Por Julio Cortés Morales

“El canto, como el mundo.”

Pablo de Rokha

Desde los inicios la humanidad encontraba en la fiesta una ocasión para afirmar su presencia en el mundo. Con ocasión de los cambios de estación, carnavales y bacanales, chinganas y  festivales unían aunque fuera una vez al año a la comunidad humana, dedicada el resto del tiempo a trabajar y sobrevivir[1].

“Tristeza nao tem fim, felicidade sim”, cantaba Tom Jobim, y agregaba que la gente trabaja un año entero por un momento de sueño para realizar su fantasía en el Carnaval.

Aún recuerdo cómo la celebración de la Fiesta de la Primavera, que viví por última vez en 1976 en la ciudad de La Serena, fue siendo sustituida por eventos cotidianos como el Festival de la Una y estivales como el Festival de Viña, donde el encuentro ya no era tanto con los otros en el espacio público sino que principalmente través de la pantalla del televisor: las “malditas cajitas rectangulares” sobre las que despotricaba una entretenida canción ochentera de la banda penquista Emociones Clandestinas.

El panorama familiar de febrero incluía la observación atenta del Festival de la Canción de Viña del mar, donde cada vez importaba menos la competencia internacional y folklórica, y en que la única forma de Pueblo que era tolerada en dictadura se manifestaba implacablemente como el Monstruo ubicado en la “galucha”, dando el verdadero veredicto en relación a cada artista, por detrás de los jurados oficiales y los asientos más caros.  

De vuelta a la democracia el neoliberalismo ya consolidado y legitimado por los gobiernos de la Concertación supo inventar nuevas formas sustitutivas de la fiesta, que a la vez que emulaban el encuentro comunitario de los viejos tiempos permitía vaciarlo de cualquier posible contenido crítico y a la vez asegurar grandes ganancias a los empresarios del espectáculo.
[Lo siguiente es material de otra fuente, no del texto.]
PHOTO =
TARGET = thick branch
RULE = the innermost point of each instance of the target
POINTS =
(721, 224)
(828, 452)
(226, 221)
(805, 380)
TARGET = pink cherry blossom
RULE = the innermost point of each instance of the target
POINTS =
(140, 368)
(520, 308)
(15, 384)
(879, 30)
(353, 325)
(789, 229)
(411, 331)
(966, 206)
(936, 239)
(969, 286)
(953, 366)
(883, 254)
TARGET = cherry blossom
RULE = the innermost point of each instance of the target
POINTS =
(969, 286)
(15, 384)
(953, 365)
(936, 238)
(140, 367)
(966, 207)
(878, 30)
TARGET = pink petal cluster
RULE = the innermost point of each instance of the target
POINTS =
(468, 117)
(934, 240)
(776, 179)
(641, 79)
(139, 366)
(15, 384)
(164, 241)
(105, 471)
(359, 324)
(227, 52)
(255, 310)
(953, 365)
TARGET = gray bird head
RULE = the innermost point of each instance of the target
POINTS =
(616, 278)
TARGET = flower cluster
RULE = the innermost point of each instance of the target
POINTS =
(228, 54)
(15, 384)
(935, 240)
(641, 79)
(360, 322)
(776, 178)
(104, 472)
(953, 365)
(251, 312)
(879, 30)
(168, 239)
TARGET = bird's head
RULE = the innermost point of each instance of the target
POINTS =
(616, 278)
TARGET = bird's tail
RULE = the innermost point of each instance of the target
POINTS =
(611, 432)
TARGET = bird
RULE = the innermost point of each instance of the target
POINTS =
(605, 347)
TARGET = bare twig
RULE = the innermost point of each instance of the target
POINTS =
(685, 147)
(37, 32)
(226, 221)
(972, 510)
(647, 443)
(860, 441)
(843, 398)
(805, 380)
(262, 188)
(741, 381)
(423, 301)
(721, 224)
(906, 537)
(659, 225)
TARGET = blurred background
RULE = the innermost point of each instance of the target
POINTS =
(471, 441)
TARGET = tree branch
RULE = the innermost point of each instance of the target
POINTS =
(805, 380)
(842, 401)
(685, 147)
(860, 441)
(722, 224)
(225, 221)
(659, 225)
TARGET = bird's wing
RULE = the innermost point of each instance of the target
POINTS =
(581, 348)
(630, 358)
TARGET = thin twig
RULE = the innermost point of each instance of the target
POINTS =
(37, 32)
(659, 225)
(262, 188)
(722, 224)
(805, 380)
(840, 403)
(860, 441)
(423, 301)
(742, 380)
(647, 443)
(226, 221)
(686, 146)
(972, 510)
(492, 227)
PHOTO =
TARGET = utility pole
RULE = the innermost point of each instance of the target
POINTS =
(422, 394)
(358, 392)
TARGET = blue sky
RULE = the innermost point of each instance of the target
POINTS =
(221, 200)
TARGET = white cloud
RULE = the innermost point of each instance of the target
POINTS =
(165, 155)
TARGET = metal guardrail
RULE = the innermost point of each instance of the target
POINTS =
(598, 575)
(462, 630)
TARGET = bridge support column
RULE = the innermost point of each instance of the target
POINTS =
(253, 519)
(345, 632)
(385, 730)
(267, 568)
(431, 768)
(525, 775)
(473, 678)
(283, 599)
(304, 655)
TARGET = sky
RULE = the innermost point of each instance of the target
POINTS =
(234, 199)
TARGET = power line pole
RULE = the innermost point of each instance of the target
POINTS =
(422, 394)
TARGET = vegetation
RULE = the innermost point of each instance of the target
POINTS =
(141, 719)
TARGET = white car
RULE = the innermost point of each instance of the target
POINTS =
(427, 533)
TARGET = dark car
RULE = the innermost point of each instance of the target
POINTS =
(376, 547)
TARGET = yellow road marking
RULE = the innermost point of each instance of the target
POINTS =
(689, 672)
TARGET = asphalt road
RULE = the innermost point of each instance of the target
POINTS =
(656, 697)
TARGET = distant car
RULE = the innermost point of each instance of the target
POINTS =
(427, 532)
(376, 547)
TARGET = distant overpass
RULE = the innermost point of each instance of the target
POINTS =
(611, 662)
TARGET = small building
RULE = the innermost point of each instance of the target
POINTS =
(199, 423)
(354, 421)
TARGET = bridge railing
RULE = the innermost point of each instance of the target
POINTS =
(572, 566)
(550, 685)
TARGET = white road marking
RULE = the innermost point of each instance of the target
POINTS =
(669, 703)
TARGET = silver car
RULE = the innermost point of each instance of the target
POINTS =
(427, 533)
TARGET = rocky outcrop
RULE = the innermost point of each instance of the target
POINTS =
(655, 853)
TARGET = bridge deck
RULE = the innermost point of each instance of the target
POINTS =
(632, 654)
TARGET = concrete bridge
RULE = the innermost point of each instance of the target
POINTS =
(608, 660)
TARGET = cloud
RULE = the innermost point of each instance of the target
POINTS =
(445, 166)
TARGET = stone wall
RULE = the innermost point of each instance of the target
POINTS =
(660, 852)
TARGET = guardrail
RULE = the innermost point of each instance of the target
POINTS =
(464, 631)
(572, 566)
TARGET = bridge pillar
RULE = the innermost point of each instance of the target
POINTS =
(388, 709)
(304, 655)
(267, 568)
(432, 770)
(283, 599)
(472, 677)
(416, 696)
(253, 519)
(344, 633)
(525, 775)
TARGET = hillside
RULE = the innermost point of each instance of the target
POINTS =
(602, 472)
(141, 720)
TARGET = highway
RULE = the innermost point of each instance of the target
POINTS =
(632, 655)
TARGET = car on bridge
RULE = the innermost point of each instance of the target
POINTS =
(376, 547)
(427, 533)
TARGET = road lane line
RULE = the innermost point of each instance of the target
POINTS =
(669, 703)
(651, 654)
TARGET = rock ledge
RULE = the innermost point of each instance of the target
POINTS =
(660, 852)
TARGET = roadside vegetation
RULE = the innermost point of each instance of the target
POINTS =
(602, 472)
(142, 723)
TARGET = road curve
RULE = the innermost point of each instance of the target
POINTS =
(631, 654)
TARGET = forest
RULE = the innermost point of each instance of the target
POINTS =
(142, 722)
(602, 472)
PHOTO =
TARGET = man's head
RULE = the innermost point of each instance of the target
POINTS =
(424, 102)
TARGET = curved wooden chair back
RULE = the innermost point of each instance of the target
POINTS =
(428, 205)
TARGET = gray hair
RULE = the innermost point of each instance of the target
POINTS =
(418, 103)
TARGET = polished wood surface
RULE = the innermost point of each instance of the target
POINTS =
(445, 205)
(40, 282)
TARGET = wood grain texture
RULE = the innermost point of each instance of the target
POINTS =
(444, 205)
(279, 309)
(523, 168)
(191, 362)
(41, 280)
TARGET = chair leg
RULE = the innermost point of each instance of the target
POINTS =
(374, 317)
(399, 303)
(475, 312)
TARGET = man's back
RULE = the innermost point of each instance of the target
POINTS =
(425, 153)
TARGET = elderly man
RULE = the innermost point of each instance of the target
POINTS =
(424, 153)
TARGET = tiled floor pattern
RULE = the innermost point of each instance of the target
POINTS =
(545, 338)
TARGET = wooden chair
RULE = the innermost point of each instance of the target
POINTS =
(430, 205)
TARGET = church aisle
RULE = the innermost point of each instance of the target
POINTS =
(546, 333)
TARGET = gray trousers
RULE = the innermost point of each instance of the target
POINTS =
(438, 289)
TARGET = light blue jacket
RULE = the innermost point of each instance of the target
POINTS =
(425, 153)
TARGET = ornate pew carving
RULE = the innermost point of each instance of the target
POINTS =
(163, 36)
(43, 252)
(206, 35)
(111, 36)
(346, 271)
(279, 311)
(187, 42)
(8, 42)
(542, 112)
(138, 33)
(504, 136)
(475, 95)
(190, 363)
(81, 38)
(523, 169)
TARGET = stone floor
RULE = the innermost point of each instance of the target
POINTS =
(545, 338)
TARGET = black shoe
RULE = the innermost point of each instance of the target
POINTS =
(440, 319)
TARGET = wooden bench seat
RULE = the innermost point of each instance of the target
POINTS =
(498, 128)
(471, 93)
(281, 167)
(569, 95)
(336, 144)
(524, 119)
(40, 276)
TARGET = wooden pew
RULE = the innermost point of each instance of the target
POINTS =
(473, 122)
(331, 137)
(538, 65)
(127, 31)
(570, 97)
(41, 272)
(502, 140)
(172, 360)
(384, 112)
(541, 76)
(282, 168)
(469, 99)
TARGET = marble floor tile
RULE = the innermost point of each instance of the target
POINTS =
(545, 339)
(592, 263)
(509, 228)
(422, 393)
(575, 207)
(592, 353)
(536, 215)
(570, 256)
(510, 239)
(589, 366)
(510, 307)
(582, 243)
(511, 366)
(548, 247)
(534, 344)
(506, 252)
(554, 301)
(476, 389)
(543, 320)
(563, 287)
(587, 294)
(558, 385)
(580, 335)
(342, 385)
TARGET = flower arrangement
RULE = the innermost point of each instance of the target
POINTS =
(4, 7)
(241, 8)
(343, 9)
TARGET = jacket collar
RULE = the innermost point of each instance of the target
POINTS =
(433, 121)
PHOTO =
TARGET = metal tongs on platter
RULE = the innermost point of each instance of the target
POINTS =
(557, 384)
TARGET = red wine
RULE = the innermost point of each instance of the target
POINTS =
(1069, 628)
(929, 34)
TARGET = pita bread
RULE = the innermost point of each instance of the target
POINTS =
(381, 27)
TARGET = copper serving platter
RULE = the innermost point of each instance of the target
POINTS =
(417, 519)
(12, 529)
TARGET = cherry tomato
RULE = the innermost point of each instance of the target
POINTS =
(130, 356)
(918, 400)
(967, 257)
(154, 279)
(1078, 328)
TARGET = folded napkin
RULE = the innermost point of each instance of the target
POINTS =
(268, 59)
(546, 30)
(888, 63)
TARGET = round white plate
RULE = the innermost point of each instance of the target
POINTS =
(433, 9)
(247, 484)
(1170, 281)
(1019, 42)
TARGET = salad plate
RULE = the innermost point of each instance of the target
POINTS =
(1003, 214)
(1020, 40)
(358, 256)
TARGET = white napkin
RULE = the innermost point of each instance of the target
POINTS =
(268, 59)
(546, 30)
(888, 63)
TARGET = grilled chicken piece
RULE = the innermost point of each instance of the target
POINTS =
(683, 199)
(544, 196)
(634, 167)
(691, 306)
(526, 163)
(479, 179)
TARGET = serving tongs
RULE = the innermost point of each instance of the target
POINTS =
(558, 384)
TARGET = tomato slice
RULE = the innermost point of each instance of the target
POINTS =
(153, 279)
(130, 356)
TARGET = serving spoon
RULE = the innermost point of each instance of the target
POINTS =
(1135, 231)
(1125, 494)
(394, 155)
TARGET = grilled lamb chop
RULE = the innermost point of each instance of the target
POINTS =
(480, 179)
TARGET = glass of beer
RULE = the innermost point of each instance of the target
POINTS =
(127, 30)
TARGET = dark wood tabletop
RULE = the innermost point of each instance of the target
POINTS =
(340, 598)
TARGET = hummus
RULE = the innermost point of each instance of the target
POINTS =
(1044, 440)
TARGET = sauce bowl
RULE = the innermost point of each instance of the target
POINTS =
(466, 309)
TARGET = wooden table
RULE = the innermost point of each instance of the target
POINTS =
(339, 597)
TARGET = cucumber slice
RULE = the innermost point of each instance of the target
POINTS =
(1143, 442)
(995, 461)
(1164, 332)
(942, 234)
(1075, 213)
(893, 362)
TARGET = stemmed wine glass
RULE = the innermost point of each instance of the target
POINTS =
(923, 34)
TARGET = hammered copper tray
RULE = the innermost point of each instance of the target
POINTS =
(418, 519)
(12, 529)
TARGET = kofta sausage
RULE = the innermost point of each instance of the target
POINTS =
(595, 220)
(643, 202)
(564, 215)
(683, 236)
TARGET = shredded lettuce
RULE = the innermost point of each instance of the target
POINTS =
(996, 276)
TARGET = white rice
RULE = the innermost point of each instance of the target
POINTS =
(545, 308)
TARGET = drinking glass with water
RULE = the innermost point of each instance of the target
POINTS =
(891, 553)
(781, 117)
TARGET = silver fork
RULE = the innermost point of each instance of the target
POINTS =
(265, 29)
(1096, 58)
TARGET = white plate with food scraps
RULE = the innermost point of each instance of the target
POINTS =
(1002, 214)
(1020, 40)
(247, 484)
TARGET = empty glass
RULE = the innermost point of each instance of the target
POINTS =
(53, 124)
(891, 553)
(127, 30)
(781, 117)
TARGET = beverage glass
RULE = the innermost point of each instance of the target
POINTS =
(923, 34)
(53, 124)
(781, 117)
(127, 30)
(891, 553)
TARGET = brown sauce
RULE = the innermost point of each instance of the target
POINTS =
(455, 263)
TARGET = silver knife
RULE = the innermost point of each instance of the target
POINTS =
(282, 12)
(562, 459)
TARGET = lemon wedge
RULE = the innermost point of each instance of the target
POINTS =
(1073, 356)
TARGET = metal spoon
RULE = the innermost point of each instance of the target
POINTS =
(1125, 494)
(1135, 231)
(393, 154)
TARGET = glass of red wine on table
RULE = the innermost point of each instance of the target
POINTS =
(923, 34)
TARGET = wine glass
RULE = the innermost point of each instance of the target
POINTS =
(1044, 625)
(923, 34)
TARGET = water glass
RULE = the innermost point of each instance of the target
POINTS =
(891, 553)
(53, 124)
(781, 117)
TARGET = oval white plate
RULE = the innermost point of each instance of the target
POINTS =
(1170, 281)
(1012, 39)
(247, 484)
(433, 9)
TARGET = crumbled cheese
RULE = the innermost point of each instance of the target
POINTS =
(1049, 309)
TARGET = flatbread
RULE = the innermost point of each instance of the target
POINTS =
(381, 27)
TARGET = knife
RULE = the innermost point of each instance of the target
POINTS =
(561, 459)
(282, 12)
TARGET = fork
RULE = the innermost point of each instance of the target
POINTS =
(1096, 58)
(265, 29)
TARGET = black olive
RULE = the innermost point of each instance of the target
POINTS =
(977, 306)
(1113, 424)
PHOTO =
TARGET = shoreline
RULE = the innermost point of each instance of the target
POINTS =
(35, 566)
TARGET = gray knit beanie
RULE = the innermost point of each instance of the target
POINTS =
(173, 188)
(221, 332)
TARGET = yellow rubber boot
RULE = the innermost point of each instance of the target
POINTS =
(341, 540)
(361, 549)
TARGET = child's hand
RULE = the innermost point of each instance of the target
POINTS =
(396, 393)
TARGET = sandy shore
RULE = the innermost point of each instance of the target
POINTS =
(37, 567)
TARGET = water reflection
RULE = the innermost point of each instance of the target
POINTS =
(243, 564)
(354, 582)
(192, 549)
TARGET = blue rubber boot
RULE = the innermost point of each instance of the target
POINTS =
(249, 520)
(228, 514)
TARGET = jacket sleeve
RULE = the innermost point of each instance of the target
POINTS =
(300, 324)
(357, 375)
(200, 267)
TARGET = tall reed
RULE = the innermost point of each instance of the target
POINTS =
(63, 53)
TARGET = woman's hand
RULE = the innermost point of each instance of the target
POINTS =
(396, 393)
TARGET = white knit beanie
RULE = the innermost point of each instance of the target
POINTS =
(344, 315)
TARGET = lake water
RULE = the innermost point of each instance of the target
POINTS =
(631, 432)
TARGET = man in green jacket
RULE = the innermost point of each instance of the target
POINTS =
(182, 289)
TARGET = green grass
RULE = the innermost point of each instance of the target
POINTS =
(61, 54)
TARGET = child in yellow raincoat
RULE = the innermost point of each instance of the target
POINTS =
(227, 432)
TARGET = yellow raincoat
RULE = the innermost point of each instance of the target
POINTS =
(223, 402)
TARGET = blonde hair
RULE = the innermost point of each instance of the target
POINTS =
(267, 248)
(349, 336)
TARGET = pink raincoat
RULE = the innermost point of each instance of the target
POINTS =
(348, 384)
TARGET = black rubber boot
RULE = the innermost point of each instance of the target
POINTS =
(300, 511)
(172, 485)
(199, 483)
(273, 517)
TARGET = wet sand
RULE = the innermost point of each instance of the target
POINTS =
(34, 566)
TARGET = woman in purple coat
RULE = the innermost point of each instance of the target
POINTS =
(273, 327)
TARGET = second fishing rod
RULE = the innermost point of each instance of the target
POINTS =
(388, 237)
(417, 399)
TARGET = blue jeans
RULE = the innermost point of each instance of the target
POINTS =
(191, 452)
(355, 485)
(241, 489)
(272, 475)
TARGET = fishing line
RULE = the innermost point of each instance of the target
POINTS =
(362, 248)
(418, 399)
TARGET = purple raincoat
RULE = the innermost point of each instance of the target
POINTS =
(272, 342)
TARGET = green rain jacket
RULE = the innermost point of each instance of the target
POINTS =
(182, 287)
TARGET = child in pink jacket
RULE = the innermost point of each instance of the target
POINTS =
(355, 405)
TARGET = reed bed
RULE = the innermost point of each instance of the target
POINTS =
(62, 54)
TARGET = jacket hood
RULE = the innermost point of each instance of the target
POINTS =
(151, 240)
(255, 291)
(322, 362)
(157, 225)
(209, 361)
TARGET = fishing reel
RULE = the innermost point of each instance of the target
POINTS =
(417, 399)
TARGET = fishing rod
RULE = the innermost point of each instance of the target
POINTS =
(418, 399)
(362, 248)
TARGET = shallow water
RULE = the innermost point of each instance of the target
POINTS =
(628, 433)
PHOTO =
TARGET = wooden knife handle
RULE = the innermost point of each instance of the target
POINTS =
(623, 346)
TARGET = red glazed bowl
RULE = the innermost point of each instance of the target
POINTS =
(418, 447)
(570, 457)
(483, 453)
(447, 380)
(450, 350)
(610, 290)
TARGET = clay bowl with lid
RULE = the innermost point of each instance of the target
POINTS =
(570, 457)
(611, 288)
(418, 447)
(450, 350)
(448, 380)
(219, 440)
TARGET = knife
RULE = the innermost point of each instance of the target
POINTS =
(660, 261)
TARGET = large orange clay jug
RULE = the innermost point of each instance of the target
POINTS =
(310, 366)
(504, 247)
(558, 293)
Cómo olvidar la importancia del primer megaconcierto postdictatorial, cuando un montón de amigos y conocidos que apenas podían recordar o tararear una  canción de Rod Stewart corrieron por su entrada justificando que iban pero “por el espectáculo”. El esnobismo cultural de amplias capas del “chileno medio” que con tal de presenciar el “show” estuvo siempre dispuesto a pagar por ver a todos los artistas de moda justificó a partir de ese entonces los elevadísimos precios que se cobran por los conciertos internacionales en Chile, en abierta desproporción con el resto del continente. 

Lollapalloza representa la forma posmoderna y neoliberal de los viejos festivales de rock. Bastante lejos de Woodstock y Piedra Roja, donde a pesar de la ya existente mercantilización de la cultura juvenil subsistían grietas por donde se colaba la auténtica rebelión, su modelo es el cinismo nihilista “independiente” de la escena de los noventas, cuando la fuerza subterránea del movimiento punk y postpunk de la década anterior se transformó gracias a MTV en un nuevo mainstream, que curiosamente se etiquetó como “alternativo”, aunque ya no quedaba claro en relación a qué.

El no poder soportar esta transformación, que mostraba una vez más la capacidad de la industria cultural de “convertir rebelión en dinero” (como cantaron los Clash en (White Man) in Hammersmith Palais, y ellos sabían bien de qué hablaban) fue un factor decisivo en el suicidio de Kurt Cobain, elevado a ícono de esa era por la misma cultura oficial que el siempre odió. Si no me creen, lean sus diarios, donde entre otras cosas deja en claro que “el mundo corporativista permite por fin a grupos teóricamente alternativos y subversivos obtener préstamos bancarios para que den a conocer su cruzada”, porque “les parece una inversión rentable”. Frente a eso, la apuesta de Cobain era la de “infiltrarnos en los mecanismos del sistema y empezar a corromperlo por dentro”[2]. Sabemos lo mal que terminó su intento.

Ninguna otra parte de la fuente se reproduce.